Posted at Nov 30 2021 03:44 PM

Quezon City residents receive their COVID-19 vaccine dose at the Batasan Hills National High School on Nov. 29, 2021, the start of the
Quezon City residents receive their COVID-19 vaccine dose at the Batasan Hills National High School on Nov. 29, 2021, the start of the "National COVID-19 Vaccination Day". Mark Demayo, ABS-CBN News/File 

 

MANILA— Malacañang said on Tuesday making COVID-19 vaccinations mandatory is a decision that rests on Congress, while the World Health Organization said the public "should be free to decide what’s best for them." 

A law is needed to make COVID-19 vaccinations mandatory, noted acting Palace spokesman Cabinet Secretary Karlo Nograles.

"It is up to Congress to pass a law if they feel the need," he said in a televised public briefing. 

Nograles made the statement after President Rodrigo Duterte on Monday said he was open to mandatory vaccinations given global concern on the newly discovered Omicron COVID-19 variant, which has not yet been detected in the Philippines. 

"As a worker of government also charged with the overall operation of the government, I may agree with the task force if they decide to make it mandatory.

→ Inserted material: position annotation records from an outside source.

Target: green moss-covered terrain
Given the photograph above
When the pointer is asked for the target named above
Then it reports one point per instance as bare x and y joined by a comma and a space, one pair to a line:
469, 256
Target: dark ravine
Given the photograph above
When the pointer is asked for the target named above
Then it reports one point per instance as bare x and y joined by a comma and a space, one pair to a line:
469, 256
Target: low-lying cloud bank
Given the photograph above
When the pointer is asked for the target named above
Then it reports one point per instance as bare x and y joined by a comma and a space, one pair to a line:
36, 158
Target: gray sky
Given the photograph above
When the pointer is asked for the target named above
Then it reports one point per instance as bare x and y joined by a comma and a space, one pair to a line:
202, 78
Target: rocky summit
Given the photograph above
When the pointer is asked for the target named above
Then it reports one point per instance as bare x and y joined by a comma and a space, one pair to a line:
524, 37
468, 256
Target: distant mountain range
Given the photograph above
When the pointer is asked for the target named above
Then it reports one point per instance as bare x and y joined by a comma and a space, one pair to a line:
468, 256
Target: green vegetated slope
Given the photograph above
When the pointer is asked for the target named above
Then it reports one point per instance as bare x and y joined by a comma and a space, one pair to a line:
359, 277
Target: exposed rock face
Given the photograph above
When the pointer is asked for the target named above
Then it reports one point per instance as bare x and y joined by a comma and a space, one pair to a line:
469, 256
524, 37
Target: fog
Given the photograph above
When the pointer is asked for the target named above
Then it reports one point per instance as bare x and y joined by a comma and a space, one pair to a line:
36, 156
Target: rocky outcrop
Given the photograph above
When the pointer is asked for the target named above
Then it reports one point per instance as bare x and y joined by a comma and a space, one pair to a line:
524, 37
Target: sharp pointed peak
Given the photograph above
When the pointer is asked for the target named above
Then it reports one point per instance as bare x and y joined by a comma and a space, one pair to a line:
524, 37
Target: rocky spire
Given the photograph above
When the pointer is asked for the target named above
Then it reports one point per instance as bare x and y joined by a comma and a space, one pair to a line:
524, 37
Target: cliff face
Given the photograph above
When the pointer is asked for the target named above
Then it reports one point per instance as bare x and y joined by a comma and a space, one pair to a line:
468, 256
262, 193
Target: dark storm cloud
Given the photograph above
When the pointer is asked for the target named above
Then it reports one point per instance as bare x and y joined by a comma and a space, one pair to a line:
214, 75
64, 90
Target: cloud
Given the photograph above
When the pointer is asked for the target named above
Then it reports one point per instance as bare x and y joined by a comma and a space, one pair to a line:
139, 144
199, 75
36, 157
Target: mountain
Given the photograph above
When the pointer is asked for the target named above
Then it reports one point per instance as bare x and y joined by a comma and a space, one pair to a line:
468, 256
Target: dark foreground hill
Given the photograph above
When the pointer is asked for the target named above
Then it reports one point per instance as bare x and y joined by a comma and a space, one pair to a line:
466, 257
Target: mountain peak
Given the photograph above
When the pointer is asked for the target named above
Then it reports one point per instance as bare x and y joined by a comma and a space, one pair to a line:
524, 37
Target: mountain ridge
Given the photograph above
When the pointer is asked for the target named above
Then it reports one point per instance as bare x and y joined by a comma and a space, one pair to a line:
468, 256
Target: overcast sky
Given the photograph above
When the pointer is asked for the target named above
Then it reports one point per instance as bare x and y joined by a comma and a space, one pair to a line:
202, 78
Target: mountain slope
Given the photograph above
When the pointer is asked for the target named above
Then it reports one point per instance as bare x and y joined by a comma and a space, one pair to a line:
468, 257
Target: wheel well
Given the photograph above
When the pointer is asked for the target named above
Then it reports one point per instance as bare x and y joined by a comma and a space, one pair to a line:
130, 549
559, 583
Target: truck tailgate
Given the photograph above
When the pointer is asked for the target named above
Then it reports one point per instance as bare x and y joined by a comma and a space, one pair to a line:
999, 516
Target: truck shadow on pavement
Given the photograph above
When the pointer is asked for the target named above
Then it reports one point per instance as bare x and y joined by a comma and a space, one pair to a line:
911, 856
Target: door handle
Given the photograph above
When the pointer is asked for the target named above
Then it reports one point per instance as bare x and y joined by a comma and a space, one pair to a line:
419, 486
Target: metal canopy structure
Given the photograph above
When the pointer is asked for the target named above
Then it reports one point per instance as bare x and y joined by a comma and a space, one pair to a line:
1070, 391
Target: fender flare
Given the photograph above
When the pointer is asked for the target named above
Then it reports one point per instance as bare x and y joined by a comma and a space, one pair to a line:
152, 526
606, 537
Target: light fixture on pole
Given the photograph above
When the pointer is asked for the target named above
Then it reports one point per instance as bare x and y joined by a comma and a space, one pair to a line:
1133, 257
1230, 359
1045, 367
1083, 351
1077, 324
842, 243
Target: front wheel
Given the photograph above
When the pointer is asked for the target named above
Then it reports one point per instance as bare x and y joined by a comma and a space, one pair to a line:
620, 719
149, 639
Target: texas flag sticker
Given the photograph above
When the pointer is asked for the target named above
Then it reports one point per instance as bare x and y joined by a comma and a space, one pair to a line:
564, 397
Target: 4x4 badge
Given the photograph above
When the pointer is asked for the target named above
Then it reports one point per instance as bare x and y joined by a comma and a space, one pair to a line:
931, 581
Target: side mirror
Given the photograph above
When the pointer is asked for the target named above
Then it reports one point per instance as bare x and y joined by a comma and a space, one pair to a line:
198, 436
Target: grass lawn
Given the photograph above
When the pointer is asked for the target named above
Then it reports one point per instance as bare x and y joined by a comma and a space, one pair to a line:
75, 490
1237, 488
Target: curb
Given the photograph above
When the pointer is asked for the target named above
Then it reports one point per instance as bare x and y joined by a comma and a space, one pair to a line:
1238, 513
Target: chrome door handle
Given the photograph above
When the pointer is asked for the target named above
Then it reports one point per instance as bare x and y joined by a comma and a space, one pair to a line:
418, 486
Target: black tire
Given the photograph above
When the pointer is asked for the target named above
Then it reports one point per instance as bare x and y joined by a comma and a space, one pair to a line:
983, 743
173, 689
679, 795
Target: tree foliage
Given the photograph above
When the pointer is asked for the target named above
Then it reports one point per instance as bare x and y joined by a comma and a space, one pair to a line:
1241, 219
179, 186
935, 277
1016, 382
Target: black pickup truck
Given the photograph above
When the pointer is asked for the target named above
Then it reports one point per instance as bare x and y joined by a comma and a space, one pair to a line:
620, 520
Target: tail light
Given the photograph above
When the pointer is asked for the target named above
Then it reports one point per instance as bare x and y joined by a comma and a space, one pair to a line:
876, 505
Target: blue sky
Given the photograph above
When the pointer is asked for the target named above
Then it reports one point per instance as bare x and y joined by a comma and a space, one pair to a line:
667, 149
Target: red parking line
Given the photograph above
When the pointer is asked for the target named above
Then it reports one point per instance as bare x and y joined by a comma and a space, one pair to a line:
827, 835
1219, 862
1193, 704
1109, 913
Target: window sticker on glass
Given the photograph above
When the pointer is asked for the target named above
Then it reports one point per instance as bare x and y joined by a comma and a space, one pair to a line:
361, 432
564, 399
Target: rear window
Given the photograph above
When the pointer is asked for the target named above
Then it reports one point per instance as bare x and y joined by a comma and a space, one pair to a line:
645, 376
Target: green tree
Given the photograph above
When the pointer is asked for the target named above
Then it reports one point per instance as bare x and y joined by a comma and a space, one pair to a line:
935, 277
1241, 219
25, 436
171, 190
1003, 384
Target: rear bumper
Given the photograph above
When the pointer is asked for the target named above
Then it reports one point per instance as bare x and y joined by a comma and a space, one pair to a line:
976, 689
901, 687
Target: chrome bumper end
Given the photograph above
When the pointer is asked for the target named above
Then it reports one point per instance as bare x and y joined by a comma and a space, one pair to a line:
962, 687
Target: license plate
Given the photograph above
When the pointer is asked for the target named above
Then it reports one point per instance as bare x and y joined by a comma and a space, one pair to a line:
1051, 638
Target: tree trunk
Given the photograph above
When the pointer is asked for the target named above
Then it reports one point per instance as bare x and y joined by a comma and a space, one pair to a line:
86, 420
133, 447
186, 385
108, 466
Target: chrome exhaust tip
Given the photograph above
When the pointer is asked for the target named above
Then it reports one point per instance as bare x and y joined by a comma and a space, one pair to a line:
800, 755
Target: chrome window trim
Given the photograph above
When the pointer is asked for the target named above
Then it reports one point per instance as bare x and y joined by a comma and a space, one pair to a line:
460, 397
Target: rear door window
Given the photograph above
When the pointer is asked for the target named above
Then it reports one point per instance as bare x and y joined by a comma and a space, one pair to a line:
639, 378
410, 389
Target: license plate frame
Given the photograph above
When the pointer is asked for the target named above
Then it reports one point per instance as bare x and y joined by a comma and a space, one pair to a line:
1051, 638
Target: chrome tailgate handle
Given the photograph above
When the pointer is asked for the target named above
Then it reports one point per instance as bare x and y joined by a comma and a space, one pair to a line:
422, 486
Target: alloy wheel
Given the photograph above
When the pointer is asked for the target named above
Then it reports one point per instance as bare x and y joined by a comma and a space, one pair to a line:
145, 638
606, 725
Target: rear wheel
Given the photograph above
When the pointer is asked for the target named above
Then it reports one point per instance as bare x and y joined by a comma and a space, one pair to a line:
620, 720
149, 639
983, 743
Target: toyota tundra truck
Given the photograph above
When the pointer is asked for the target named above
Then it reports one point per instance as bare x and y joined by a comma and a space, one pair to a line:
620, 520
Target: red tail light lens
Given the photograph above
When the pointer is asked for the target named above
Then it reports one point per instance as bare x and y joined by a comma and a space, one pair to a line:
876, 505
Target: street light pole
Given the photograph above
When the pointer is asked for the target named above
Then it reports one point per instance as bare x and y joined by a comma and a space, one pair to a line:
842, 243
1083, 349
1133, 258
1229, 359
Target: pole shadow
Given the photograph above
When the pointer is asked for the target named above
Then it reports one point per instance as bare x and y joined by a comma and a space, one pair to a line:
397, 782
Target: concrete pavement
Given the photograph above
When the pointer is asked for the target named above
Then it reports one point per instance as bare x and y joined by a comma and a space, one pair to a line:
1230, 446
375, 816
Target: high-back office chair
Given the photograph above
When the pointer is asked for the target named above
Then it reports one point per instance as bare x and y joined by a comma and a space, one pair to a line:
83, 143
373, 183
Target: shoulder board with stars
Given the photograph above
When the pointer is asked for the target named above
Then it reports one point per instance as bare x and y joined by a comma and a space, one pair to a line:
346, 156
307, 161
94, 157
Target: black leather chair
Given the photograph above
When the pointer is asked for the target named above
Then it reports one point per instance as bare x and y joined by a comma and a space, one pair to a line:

It’s for public health," he said. 

 

The task force "continues to weigh the options" on this, Nograles said. 

But he noted government this week launched a 3-day drive to inoculate 9 million people. 

"Hopefully, there might not be a need for that (mandatory vaccination) kung realistically on the ground eh marami naman po ang nagpabakuna," Nograles said. 

(There might not be a need for that if realistically, on the ground, many are getting vaccinated.)

Video courtesy of PTV 

 

The World Health Organization (WHO) "has always taken the stance that we are not mandating the vaccine" said country representative Rabindra Abeyasinghe. 

"People should be free to decide what’s best for them," he said in the same briefing. 

But Abeyasinghe said the WHO has "strongly advocated that people, particularly people at risk, are prioritized and provided with vaccines." 

"We know that the vaccines are life-saving and the vaccines are capable of protecting people from severe disease, particularly those who are elderly or who have comorbidity," he said. 

The Philippines has been dealing with one of Asia's worst COVID-19 outbreaks and its vaccine rollout has been slower than many neighbors, with just over a third of its 110 million population inoculated.

Average new daily infections have fallen sharply to 1,644 in November from 18,579 in September, paving the way for a wider economic reopening.

Vaccination rates are uneven, however, with 93 percent of the capital region's eligible residents inoculated compared with 11 percent in the poorest parts of the south. 

WHO's Abeyasinghe added that nearly 2.5 million seniors citizens have yet to get even a single vaccine dose.